Gregor went up a block and a half and turned in at Holy Trinity Church. He went down the alley at the side and around the back to Tibor’s apartment. The front door was unlocked. No matter how often or how loudly Gregor lectured people on Cavanaugh Street about the importance of keeping their doors locked, nobody listened to him.

“Tibor?” he called out.

“In the kitchen,” Tibor called back.

Gregor went into the kitchen, where Tibor’s computer was set up at a small table set against one wall. There was also a big table in the middle of the room, with enough chairs to accommodate an old-fashioned family of eight. Tibor’s computer screen was the largest Gregor had ever seen, and the brightest. Bennis had bought it for him for Christmas.

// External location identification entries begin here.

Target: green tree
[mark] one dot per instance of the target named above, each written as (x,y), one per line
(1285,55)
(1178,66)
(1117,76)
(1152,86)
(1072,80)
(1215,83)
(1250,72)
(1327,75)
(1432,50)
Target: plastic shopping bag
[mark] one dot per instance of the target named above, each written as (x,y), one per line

“What are you doing?” Gregor asked.

“I am reading a newsgroup,” Tibor said. “I have become a subscriber to several newsgroups. Also to several e-mail discussion lists. The discussion lists are easier than the newsgroups, but the newsgroups have a more interesting mix of people.”

“A newsgroup is what?” Gregor asked. “The same thing as a chat room?”

“No, no,” Tibor said. “Krekor, you really have to learn the Internet. Your ignorance is embarrassing. Chat rooms are not worth the trouble. They’re full of people making bad sex jokes, and then it turns out that half of them are FBI agents looking for sexual predators. Back in Armenia, Krekor, I would not have believed that so many men could be pedophiles.”

“Ah,” Gregor said.

“Well, it makes no sense, Krekor. What does a man want with a child? By the time I was twenty-six, I couldn’t look at a woman much younger than thirty.”

“You’re an unusual human being,” Gregor said. “What do you talk about on this newsgroup?”

“It’s called alt.atheism. We are supposed to talk about atheism. Most of the time, there will be someone from a Christian church who comes to try to convert, and the atheists will swear at him. We have flame wars. Do you know about flame wars?”